No Greatest Love

I got back from Christchurch just three days ago. I went there with the Society of Saint Vincent of Paul, a catholic organization which is very active in helping people on the margins of the society. I have been one of their volunteers for a while here in Hamilton, I know their standard of service and care and when I was asked whether I would like to join them in the mission to Christchurch I didn’t hesitate to answer yes. We stayed in Christchurch for a week and we spent every day preparing and delivering food to the people in the poorest neighbourhoods but also listening to their stories, concerns and fears. The aftershocks that keep shaking the city are a constant reminder of the double tragedy that hit Christchurch in September and February.

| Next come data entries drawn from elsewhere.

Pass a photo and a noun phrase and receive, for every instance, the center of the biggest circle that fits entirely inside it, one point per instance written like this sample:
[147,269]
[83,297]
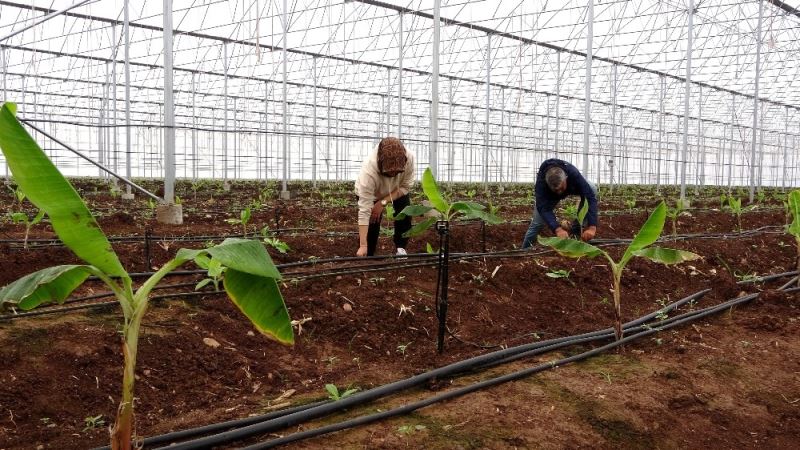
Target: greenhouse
[471,224]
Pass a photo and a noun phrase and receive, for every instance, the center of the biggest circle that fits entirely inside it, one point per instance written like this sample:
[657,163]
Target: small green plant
[447,211]
[243,220]
[250,279]
[735,207]
[794,227]
[559,273]
[640,246]
[402,349]
[21,217]
[681,206]
[214,270]
[92,422]
[335,395]
[271,240]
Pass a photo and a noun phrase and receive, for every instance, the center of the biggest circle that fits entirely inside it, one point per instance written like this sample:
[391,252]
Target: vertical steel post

Many houses have been evacuated by people in search of a safer place to stay for a while o for good. We came across many dogs and cats roaming the streets seeking food and shelter.
We literally had to go from door to door seeking out anyone who wanted our help. I remember the shocked faces of the children we met and the people who still sleep in their clothes, and jump when the van door closes.

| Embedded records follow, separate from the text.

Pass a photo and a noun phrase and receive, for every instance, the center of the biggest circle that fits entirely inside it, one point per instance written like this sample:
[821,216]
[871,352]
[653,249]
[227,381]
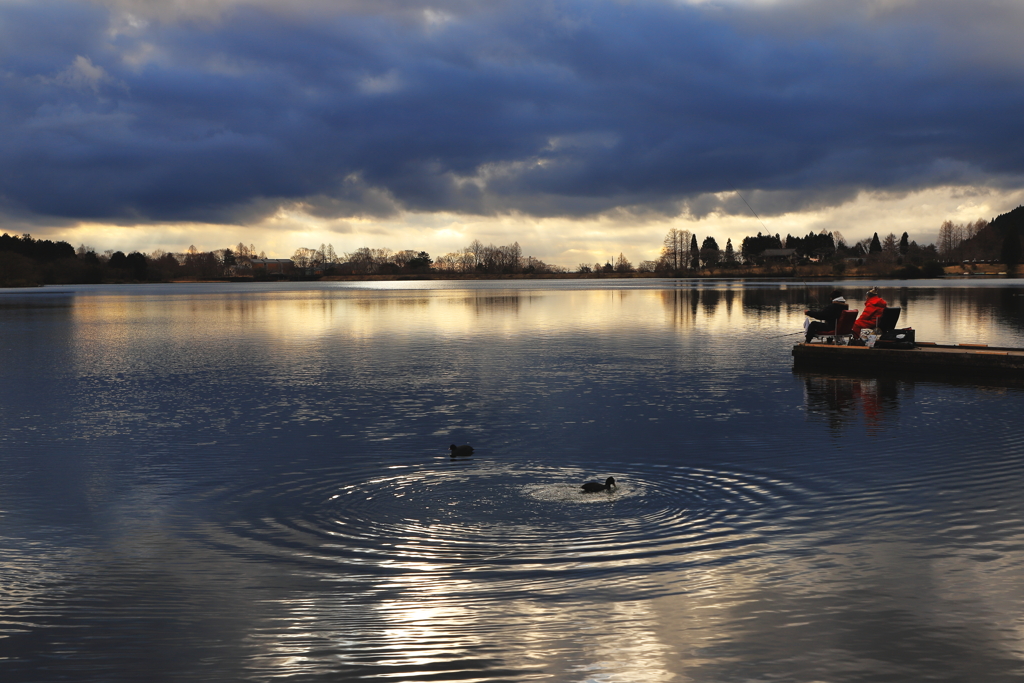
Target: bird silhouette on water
[596,486]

I think we all were deeply disturbed by all of this and our main concern was how to bring relief and hope to them all. We wanted them to feel hugged by the whole country. We meant to be a sign of God’s love in the midst of that devastation.
When they have to deal with a situation like this, all the believers are confronted and challenged in their faith by the question: where was God in all of this? Or, why does God allow so much suffering and pain? Questions of this kind have been haunting christian believers since the very beginning of the Church. Although I don’t believe we can have a definitive answer to these deep theological issues, maybe a look at the paschal mysteries that we have just celebrated may help us to shed some light on our human condition. God has created the world out of love and freedom. Creation, however, was just the beginning. The universe and the planet we live in are in constant change. In a sense, we might say that creation is still happening right now. The same dynamic forces that govern our planet and allow the life to flourish have also a destructive aspect which we experience from time to time.

However, God is not indifferent to our suffering and the message of Easter is affirming just that: God in Christ has won the power of death. At the very heart of the Christian faith lies the belief that God through Jesus Christ has taken on to God self all the trials and hardships of humankind and has returned a new creation and life through the resurrection. This is probably the greatest mystery of all, the strangest paradox: Christ, the archetypical representative of our humanity has shown us that love can conquer death; he embraced his fate which involved radical injustice and suffering which were overcome by God by raising him from death. The same love the Jesus showed throughout his life and ministry finds here its deepest fulfillment through forgiveness, love for the enemy, compassion for all the creatures and the gift of his own life for us all. We are now in a new day after Easter, we are the community he has established but we can be his disciples only if we are able to love God and one another the way he loved us.